Aqui há uns anos, decidi marimbar-me para a tradição e para o “parece-mal”; e decidi criar e aplicar as minhas próprias regras, mais adequadas, acredito, às relações de amizade que se querem francas, elásticas, coloridas e descontraídas. Comecei a pôr a coisa em prática entre os meus e, até hoje, não foi pela aplicação das ditas regras às nossas relações que perdi algum deles.
 
Atrevam-se, pois, a aplicá-las, sem medos nem pruridos, e vão ver que a sanidade da vossa rede amical sofrerá uma colossal melhoria e, por arrasto, também a sanidade mental de todos vós. Aqui vão elas:
 
Regra 1 – O Templo
A nossa casa é um Templo e, como tal, só gente sagrada deve lá entrar, ou seja, os Amigos. Nada de escancarar as portas do vosso santuário, ou de esbanjar o pouco e precioso tempo que vos resta de vida, com pessoas que não (ou ainda não) ultrapassaram a fasquia de meros conhecidos, colegas de trabalho, do ginásio ou dos workshops de sushi e espiritualidade, membros da família que vos saíram na Lotaria do Azar ou “gente-marca” (gente que serve apenas para ser exibida da mesma forma que se exibe um sinal exterior de riqueza, de estatuto social ou de suposta superioridade intelectual).
 
Regra 2 – Atrasos
Não admitam atrasos. Tolerância ZERO para aquela malta que sofre de dislexia temporal seletiva, ou seja, atrasam-se sempre para um encontro marcado convosco, mas nunca para uma consulta de nutrição, para a reunião com o querido chefe ou para apanhar o voo para o Dubai. Nunca entendi por que raio se considera normal que quem chega a horas ao compromisso (sejam duas, duzentas ou duas mil pessoas!) tenha de esperar por esse UM ou UMA que invariavelmente se atrasa. Ok, sejamos benevolentes... estendam a tolerância até 15 minutos. Mas depois disso é deixá-los, em tempo igual ao do atraso, a tocar à campainha sem lhes abrir a porta.
 
Regra 3 – E se morrer até lá?
“Tenho de dar já a resposta? Oh Paulinha, mas eu sei lá o que me acontece até lá!”.
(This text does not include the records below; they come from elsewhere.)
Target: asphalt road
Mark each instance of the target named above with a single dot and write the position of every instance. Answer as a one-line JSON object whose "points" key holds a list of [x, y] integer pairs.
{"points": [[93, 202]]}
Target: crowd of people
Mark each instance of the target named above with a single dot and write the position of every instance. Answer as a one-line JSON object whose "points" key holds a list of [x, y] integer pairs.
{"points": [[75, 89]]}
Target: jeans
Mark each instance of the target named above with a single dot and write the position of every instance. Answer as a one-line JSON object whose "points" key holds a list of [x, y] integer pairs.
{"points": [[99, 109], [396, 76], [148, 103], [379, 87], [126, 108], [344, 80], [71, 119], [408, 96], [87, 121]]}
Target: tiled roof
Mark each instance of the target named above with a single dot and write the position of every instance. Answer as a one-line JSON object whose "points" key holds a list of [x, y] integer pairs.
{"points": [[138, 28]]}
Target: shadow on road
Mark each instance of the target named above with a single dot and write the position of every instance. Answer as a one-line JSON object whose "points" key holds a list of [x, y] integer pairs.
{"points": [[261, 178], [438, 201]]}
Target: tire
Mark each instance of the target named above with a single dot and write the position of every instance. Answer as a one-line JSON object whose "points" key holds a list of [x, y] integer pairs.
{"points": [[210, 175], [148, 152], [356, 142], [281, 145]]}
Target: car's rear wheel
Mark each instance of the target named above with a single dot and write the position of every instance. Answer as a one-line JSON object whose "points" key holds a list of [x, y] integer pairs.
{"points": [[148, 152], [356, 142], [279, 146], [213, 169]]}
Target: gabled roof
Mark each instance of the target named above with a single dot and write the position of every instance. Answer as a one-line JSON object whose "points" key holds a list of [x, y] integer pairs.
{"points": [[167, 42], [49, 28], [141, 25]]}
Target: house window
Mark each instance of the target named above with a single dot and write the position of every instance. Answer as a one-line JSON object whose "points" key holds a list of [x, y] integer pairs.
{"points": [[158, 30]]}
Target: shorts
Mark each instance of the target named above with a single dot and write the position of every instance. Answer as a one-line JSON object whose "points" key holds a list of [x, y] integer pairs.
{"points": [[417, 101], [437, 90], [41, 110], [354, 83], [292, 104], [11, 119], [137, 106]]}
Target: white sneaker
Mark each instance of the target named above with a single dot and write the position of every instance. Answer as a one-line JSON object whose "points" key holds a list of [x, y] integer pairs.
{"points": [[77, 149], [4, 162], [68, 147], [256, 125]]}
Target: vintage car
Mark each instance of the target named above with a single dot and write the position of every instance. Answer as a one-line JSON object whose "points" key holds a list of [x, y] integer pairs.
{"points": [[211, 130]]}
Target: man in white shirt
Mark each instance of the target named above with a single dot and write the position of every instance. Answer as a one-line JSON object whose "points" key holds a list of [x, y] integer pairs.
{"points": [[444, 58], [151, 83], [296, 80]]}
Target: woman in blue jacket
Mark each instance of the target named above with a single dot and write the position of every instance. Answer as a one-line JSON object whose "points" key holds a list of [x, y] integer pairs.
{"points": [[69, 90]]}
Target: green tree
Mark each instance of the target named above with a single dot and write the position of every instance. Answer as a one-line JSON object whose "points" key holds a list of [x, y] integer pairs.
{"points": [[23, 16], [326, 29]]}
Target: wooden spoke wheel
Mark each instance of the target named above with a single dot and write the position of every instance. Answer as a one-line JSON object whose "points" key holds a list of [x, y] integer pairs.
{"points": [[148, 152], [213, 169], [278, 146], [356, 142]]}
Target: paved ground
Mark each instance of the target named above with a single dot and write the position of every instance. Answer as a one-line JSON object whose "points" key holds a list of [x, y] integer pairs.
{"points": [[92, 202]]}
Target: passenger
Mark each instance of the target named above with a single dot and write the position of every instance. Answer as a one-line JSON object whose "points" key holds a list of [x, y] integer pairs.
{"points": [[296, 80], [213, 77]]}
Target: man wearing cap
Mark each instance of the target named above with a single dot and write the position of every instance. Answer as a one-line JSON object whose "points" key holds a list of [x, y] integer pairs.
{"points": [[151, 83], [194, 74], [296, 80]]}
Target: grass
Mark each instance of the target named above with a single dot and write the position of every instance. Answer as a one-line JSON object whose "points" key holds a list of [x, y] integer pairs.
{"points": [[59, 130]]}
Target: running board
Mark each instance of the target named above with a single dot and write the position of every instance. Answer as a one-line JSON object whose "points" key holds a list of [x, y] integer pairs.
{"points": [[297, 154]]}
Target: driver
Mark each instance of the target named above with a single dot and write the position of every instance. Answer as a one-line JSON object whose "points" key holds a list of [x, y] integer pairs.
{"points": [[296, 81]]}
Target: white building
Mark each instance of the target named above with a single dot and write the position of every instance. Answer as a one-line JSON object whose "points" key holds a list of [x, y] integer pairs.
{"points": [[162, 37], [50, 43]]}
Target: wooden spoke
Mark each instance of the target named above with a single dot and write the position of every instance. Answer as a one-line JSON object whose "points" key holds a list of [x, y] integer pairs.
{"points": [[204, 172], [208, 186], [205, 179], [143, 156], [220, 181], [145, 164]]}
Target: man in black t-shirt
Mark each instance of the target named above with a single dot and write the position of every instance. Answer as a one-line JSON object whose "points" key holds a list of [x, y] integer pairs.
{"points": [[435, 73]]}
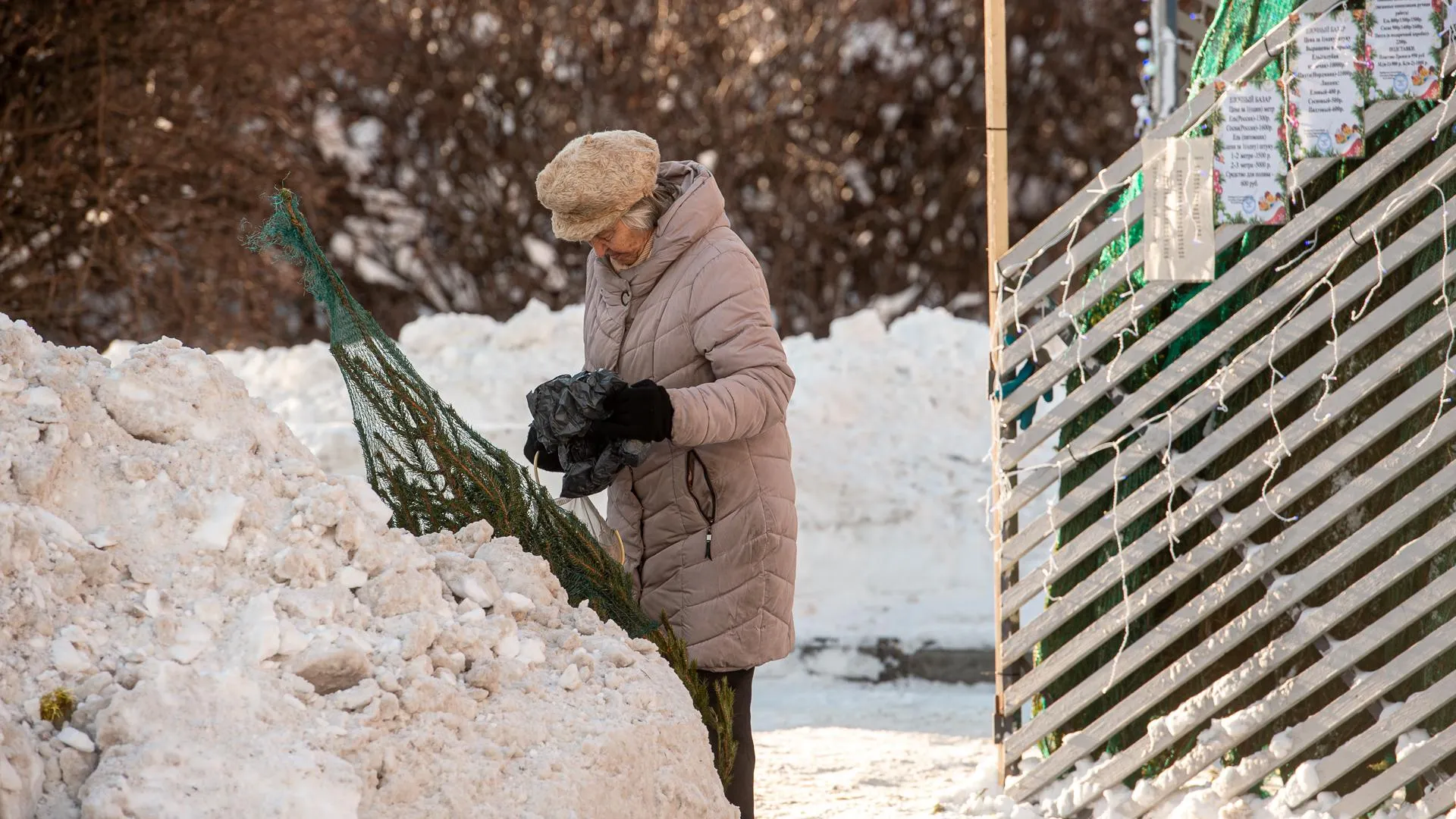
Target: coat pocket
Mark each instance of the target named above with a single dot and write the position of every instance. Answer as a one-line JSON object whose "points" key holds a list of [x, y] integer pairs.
{"points": [[701, 488]]}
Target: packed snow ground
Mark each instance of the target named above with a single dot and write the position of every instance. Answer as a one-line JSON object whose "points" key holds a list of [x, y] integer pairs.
{"points": [[890, 431], [889, 457], [245, 635]]}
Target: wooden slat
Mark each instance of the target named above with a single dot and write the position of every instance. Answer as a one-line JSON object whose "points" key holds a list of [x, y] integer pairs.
{"points": [[1210, 297], [1187, 465], [1291, 592], [1049, 423], [1041, 331], [1018, 300], [1237, 373], [1370, 795], [1185, 115], [1310, 626], [1440, 799], [1369, 691], [1291, 692], [1232, 532], [1043, 308], [1107, 575], [1386, 730], [1022, 295]]}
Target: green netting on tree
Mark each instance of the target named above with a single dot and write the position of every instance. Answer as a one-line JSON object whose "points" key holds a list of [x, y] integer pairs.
{"points": [[1237, 27], [438, 474]]}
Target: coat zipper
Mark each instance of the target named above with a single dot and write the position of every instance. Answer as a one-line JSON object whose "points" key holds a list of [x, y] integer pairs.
{"points": [[641, 539], [710, 515]]}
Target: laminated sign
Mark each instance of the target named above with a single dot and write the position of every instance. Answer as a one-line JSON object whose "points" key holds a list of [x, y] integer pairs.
{"points": [[1327, 83], [1178, 209], [1405, 49], [1250, 153]]}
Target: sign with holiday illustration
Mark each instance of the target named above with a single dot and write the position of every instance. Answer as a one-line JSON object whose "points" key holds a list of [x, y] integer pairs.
{"points": [[1178, 209], [1250, 153], [1326, 83], [1405, 49]]}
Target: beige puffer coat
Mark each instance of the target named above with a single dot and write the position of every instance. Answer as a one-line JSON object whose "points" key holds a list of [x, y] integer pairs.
{"points": [[708, 519]]}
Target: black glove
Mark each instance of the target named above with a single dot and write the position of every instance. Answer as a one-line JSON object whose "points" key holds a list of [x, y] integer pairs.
{"points": [[641, 411], [541, 457]]}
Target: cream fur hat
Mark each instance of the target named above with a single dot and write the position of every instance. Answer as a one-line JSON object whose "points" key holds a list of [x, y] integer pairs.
{"points": [[596, 180]]}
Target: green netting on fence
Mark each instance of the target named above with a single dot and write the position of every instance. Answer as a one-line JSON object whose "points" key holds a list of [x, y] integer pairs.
{"points": [[438, 474], [1238, 25]]}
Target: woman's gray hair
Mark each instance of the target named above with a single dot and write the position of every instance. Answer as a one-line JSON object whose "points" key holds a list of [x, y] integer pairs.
{"points": [[644, 215]]}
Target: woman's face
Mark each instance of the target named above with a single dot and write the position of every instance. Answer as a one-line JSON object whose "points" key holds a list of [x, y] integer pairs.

Pois... lá isso é verdade... eu também não sei o que me acontece até daqui a 1 minuto. O que sei é que se me apetece estar com alguém (... e não pretendo é perceber se me surge um programa melhor até lá...) saco da agenda e acertamos dia e hora logo ali. E se, entretanto, sofrer de uma embolia fulminante, partir os dentes da frente ou até mesmo se me aparecer um programa melhor, sabemos que tudo se fala e recombina entre amigos que o são de verdade.
 
Regra 4 – Deve e haver
Nas relações de amizade também há contabilidade. A amizade tem de ser lucrativa para os dois lados. Se dou, quero receber. Se abro as portas do meu templo, disponibilizo o meu tempo e recrio a minha agenda de oportunidades para poder estar com as pessoas de quem gosto, espero que elas façam o mesmo, nos mesmos moldes. Atenção que estes cálculos contabilísticos devem ser sempre feitos nos dois sentidos. Isto para que não corramos o risco de deparar com uma situação de falência de amizade por dívidas da nossa parte para com a outra...
 
Regra 5 – Nem tarde nem cedo
E para finalizar, nunca se esqueçam desta: nunca é tarde demais para mudar as regras, criar novas ou despachar as que não fazem mais sentido, nem cedo demais para brindar às Amizades, às que são, às que já foram e às que virão!